Manchester counts cost of Champions League exit

Wayne Rooney leaves the pitch after Manchester United are knocked out of the Champions League
Image caption The disappointment at Champions League failure is not restricted to the players

Sir Alex Ferguson and Roberto Mancini are not the only people in Manchester disappointed at the failure of the city's two clubs to progress to the group stage of the Champions League.

Double qualification was the result the city's business community was hoping for - as Champions League football means a major economic windfall for the city.

For modern football clubs, the Champions League is a gold mine, and as Paul Simpson, managing director of Visit Manchester, explained there is a marked spin-off for the city from success on the field.

Tourism already generates £5.4bn for Greater Manchester annually, supporting the equivalent of 75,000 full-time jobs - and European football success is a major factor, according to Mr Simpson.

"Football is very much a part of Manchester's DNA. From a tourism point of view, I can't stress enough the benefits that UEFA Champions League fixtures bring to Manchester," he said.

"They attract thousands of extra visitors to the city and provide a much valued boost to the city's hotels, restaurants and bars.

"It also helps to raise our profile with international visitors that might not have been to Manchester before."

Visit Manchester data says that the average overseas football fan will spend £776 in the city.

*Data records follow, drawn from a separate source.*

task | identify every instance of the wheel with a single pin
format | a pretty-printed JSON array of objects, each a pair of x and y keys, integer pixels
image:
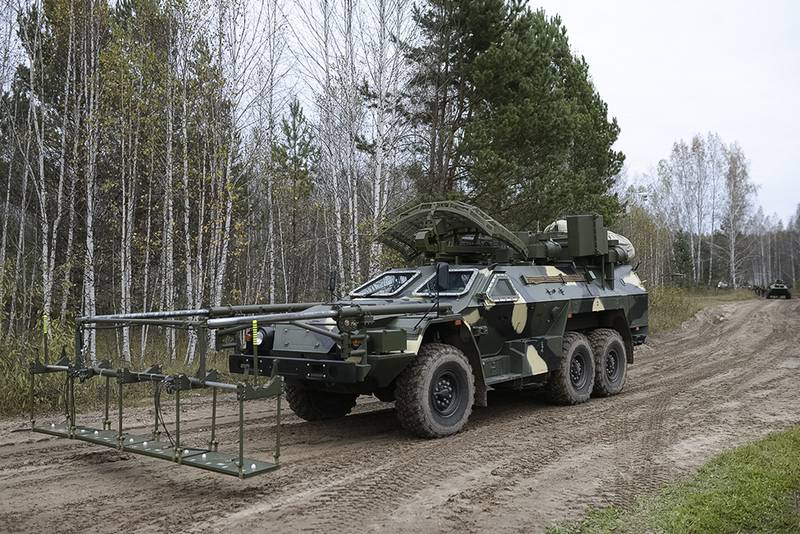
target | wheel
[
  {"x": 434, "y": 394},
  {"x": 610, "y": 361},
  {"x": 573, "y": 381},
  {"x": 315, "y": 405}
]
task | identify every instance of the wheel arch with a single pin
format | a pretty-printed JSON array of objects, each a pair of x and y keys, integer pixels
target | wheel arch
[
  {"x": 614, "y": 319},
  {"x": 456, "y": 332}
]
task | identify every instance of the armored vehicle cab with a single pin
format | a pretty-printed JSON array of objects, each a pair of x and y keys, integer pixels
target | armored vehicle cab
[
  {"x": 477, "y": 307},
  {"x": 778, "y": 289}
]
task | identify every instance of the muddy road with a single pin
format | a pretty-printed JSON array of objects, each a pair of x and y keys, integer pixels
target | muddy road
[{"x": 728, "y": 376}]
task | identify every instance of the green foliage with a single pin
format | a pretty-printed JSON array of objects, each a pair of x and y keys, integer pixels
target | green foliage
[
  {"x": 454, "y": 34},
  {"x": 753, "y": 488},
  {"x": 514, "y": 122},
  {"x": 538, "y": 144}
]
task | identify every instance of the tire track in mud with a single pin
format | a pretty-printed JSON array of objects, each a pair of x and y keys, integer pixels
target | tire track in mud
[{"x": 724, "y": 377}]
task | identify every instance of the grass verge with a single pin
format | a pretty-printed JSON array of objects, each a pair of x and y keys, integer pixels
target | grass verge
[
  {"x": 16, "y": 354},
  {"x": 753, "y": 488}
]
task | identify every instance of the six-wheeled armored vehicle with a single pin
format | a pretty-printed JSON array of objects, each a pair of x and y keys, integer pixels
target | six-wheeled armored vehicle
[
  {"x": 778, "y": 289},
  {"x": 474, "y": 307},
  {"x": 478, "y": 307}
]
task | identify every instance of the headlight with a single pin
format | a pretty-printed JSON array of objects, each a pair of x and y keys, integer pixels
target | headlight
[{"x": 260, "y": 336}]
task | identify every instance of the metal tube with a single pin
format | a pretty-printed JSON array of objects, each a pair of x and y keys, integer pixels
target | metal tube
[
  {"x": 277, "y": 454},
  {"x": 347, "y": 311},
  {"x": 202, "y": 348},
  {"x": 106, "y": 421},
  {"x": 178, "y": 425},
  {"x": 33, "y": 420},
  {"x": 201, "y": 312},
  {"x": 45, "y": 327},
  {"x": 222, "y": 311},
  {"x": 318, "y": 330},
  {"x": 212, "y": 444},
  {"x": 255, "y": 353},
  {"x": 78, "y": 346},
  {"x": 119, "y": 415},
  {"x": 158, "y": 322},
  {"x": 156, "y": 408},
  {"x": 241, "y": 436},
  {"x": 71, "y": 405}
]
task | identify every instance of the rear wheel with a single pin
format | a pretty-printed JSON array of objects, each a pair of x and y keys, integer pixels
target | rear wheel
[
  {"x": 610, "y": 361},
  {"x": 435, "y": 393},
  {"x": 573, "y": 381},
  {"x": 315, "y": 405}
]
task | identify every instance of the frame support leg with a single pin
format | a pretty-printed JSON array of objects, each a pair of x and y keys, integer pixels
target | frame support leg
[
  {"x": 212, "y": 444},
  {"x": 106, "y": 420}
]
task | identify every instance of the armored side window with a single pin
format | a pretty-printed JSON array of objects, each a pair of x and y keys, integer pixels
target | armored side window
[
  {"x": 501, "y": 290},
  {"x": 460, "y": 281},
  {"x": 387, "y": 284}
]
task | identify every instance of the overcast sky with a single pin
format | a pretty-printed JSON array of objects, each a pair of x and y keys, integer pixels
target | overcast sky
[{"x": 675, "y": 68}]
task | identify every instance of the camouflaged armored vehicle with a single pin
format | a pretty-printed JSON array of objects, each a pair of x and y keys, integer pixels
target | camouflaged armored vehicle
[
  {"x": 478, "y": 307},
  {"x": 778, "y": 289}
]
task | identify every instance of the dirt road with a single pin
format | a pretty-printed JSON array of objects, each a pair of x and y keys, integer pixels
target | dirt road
[{"x": 730, "y": 375}]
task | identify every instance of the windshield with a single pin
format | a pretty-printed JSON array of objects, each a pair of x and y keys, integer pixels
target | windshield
[
  {"x": 459, "y": 281},
  {"x": 386, "y": 284}
]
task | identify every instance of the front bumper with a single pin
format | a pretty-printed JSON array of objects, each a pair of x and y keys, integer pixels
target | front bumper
[{"x": 306, "y": 369}]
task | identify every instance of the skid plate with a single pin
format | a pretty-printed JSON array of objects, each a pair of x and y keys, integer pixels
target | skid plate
[{"x": 219, "y": 462}]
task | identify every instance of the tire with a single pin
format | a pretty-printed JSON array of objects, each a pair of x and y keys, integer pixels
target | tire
[
  {"x": 610, "y": 362},
  {"x": 435, "y": 393},
  {"x": 315, "y": 405},
  {"x": 573, "y": 381}
]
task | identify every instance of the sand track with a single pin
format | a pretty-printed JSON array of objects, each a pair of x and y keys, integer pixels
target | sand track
[{"x": 729, "y": 375}]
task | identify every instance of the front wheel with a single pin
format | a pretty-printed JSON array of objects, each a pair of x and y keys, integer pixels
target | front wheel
[{"x": 435, "y": 393}]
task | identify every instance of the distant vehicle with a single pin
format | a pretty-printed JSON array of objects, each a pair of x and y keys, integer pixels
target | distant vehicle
[{"x": 778, "y": 289}]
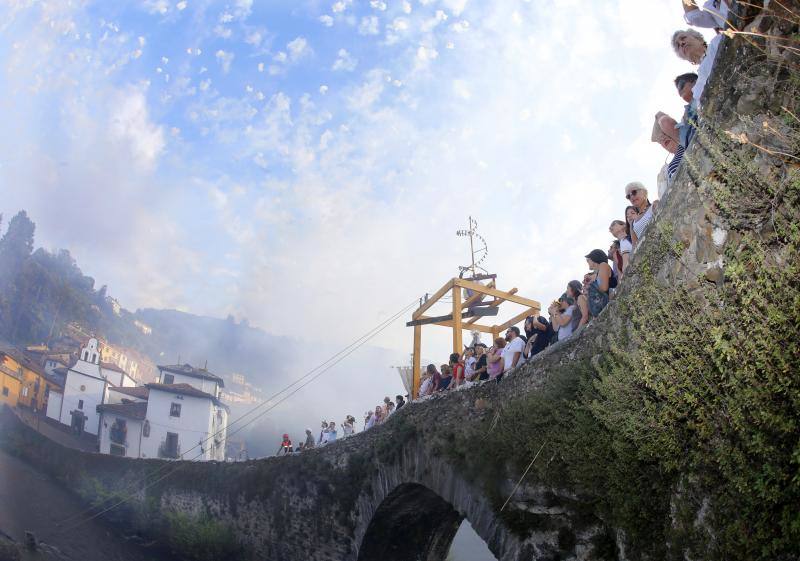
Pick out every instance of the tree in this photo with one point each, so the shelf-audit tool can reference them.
(16, 246)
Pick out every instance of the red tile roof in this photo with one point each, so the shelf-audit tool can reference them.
(111, 366)
(139, 391)
(189, 370)
(136, 410)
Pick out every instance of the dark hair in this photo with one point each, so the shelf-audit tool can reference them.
(597, 256)
(576, 287)
(681, 80)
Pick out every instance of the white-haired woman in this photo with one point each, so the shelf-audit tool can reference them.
(691, 46)
(636, 193)
(713, 14)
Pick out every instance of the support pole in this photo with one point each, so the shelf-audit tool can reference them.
(415, 362)
(457, 346)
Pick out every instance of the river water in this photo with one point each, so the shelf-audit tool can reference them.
(31, 500)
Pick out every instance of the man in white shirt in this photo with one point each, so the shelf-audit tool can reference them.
(713, 13)
(469, 363)
(512, 352)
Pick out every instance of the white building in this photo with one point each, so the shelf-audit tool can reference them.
(199, 378)
(85, 387)
(176, 420)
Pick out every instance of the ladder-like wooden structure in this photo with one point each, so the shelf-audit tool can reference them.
(460, 320)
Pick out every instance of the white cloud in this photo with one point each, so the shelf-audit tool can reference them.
(344, 61)
(369, 26)
(130, 124)
(225, 59)
(156, 6)
(298, 48)
(340, 6)
(254, 38)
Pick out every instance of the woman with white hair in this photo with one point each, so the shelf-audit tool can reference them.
(691, 46)
(713, 14)
(636, 193)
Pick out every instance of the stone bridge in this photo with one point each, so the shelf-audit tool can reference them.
(614, 477)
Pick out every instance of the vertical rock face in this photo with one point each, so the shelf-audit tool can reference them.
(658, 431)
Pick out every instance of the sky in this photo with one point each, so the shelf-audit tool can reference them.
(306, 164)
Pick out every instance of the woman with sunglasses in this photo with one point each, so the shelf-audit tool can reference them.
(636, 193)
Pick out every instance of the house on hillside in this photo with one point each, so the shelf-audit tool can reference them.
(199, 378)
(85, 387)
(180, 417)
(24, 382)
(135, 364)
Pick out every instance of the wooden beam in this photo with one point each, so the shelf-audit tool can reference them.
(465, 327)
(497, 301)
(518, 318)
(497, 293)
(415, 361)
(457, 348)
(433, 299)
(477, 313)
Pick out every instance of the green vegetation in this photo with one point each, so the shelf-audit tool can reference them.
(200, 538)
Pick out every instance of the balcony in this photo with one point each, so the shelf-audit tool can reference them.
(118, 435)
(169, 451)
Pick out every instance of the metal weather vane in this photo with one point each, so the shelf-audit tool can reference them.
(478, 251)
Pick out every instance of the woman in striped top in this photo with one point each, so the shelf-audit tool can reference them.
(636, 193)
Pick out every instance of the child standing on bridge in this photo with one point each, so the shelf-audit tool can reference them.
(286, 446)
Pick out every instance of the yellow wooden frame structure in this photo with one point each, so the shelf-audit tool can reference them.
(458, 324)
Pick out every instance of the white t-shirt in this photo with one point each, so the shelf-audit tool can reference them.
(713, 14)
(426, 387)
(515, 346)
(565, 331)
(469, 367)
(704, 70)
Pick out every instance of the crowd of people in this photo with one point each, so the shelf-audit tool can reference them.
(583, 299)
(329, 433)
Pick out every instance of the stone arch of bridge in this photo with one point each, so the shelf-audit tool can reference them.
(413, 506)
(412, 522)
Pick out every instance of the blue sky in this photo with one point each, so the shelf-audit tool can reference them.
(307, 163)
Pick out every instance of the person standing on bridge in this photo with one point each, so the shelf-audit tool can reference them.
(494, 359)
(286, 446)
(457, 368)
(309, 439)
(512, 352)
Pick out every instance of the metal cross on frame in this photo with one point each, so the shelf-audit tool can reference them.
(466, 314)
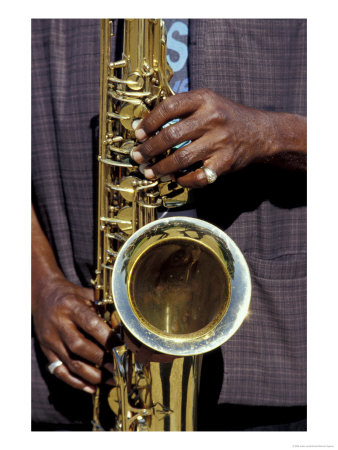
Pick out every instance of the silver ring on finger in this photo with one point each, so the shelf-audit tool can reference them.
(52, 366)
(210, 174)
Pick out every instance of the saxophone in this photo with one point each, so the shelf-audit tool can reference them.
(178, 285)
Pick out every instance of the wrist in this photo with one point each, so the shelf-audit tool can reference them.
(288, 133)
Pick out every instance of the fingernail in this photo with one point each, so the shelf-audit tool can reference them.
(148, 173)
(140, 134)
(137, 156)
(136, 123)
(142, 167)
(89, 390)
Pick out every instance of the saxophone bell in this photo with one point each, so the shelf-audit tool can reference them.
(181, 286)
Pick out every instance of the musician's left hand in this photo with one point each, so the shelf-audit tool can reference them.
(226, 136)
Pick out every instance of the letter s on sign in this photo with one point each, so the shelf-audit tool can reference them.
(177, 46)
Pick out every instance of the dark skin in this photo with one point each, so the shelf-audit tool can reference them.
(225, 137)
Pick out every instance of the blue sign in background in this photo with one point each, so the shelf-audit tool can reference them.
(177, 53)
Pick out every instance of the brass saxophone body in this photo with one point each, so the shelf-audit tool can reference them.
(179, 285)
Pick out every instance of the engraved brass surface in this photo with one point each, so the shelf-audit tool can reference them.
(179, 285)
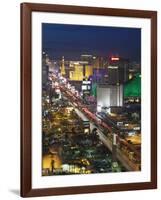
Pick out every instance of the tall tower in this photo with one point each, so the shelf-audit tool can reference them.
(63, 67)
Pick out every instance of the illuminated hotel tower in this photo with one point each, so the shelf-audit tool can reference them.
(63, 67)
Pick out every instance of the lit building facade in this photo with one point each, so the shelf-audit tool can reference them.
(109, 96)
(118, 69)
(78, 70)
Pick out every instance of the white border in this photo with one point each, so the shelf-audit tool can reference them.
(92, 179)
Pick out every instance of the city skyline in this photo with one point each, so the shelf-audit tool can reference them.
(71, 41)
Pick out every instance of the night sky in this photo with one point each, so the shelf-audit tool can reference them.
(73, 40)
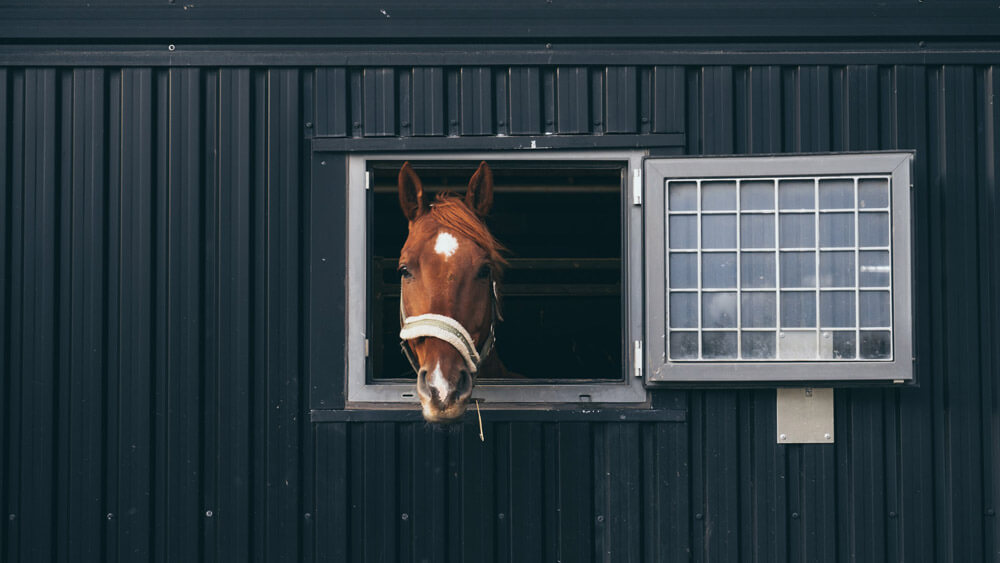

Image caption Manchester United and Manchester City are facing a future in the less lucrative Europa League

Even non-competitive fixtures have a financial benefit - 98% of the city's hotel beds were taken on the day of former Manchester United player Paul Scholes' testimonial earlier this year.

The last time United did not progress beyond the group stages of the competition was in 2005-6, causing heartbreak for fans and hoteliers alike.

Stephen Miller, chair of the Manchester Hoteliers Association, said at that time there was a marked drop in hotel bookings.

Although as chief economist at Manchester Chamber of Commerce Dr Brian Sloan points out, this time round both clubs are still in the Europa League.

And European football is still generating money for the city in other ways.

Manchester is currently the host city of the Soccerex European Forum, Europe's leading football business event, which took place in 2009, 2010, 2011 and and is scheduled to host the forum again next year.

According to Visit Manchester, each event generates between £1.5m to £2.5m for the city economy.